Any help is highly appreciated, thank you very much!
We have $$\Phi_{\mu}(t) = \int_{[a,t)} ~ \mu(ds) = \int_{[a,b]} 1_{[a,t)}(s) \mu(ds)$$ where $1_{[a,t)}(s) = 1$ if $s \in [a,t)$ and $0$ elsewhere.

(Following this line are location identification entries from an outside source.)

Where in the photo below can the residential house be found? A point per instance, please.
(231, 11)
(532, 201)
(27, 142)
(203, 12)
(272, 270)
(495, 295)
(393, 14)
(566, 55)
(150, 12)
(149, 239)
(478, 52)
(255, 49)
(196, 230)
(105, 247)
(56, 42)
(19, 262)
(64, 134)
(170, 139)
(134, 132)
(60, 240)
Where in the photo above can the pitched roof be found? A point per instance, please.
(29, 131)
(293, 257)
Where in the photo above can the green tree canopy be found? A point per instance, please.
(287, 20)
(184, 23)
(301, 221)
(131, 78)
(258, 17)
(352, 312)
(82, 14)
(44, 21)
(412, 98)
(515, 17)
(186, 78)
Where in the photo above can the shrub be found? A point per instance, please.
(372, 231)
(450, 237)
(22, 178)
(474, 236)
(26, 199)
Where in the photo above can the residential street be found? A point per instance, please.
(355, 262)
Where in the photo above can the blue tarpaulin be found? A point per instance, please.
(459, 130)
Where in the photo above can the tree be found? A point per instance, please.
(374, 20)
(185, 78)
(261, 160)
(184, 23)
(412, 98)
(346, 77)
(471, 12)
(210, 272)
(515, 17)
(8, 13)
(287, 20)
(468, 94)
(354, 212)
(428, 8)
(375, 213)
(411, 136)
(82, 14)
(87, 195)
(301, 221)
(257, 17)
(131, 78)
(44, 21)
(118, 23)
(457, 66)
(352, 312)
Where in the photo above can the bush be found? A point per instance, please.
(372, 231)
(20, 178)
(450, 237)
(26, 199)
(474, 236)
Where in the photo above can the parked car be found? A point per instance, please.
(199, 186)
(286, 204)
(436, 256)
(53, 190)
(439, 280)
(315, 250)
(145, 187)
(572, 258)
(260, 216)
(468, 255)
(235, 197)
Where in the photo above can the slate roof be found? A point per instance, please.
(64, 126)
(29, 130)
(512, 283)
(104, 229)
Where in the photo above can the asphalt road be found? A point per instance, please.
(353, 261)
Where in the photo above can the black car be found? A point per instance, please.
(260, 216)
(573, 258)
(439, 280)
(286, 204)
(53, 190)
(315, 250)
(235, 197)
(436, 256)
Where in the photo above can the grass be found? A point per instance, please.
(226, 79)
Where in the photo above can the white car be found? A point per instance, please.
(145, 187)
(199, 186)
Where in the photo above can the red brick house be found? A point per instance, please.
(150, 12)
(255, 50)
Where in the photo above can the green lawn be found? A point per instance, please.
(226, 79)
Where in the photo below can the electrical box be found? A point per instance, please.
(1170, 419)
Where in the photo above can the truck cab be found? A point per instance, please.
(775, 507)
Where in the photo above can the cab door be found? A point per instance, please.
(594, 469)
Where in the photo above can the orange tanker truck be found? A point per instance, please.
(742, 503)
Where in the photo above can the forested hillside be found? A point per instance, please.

Hence, $$\int_a^b f'(t) \Phi_{\mu}(t) ~ dt = \int_a^b \int_{[a,b]} f'(t)1_{[a,t)}(s) \mu(ds) dt$$ Applying Fubini's theorem (the outer integral should be seen as a Lebesgue integral) yields $$= \int_{[a,b]} \int_a^b f'(t) 1_{[a,t)}(s) ~ dt ~ \mu(ds) = \int_{[a,b]} \int_a^b f'(t) 1_{(s,b]}(t) ~ dt ~ \mu(ds) = \int_{[a,b]} \int_s^b f'(t) ~ dt ~\mu(ds)$$ Here we used that $1_{[a,t)}(s) = 1$ iff $a \leq s < t \leq b$ which is equivalent to $1_{(s,b]}(t) = 1$. The inner integral can be computed using the fundamental theorem of calculus and we get $$= \int_{[a,b]} f(b) - f(s) ~ \mu(ds) = f(b) \Phi_{\mu}(b) - \int_a^b f(t) ~ \mu(dt)$$ which gives the desired formula.
However, I'm not quite sure why one would take the limit from above ($\Phi_{\mu}(b+)$) and not the limit from below.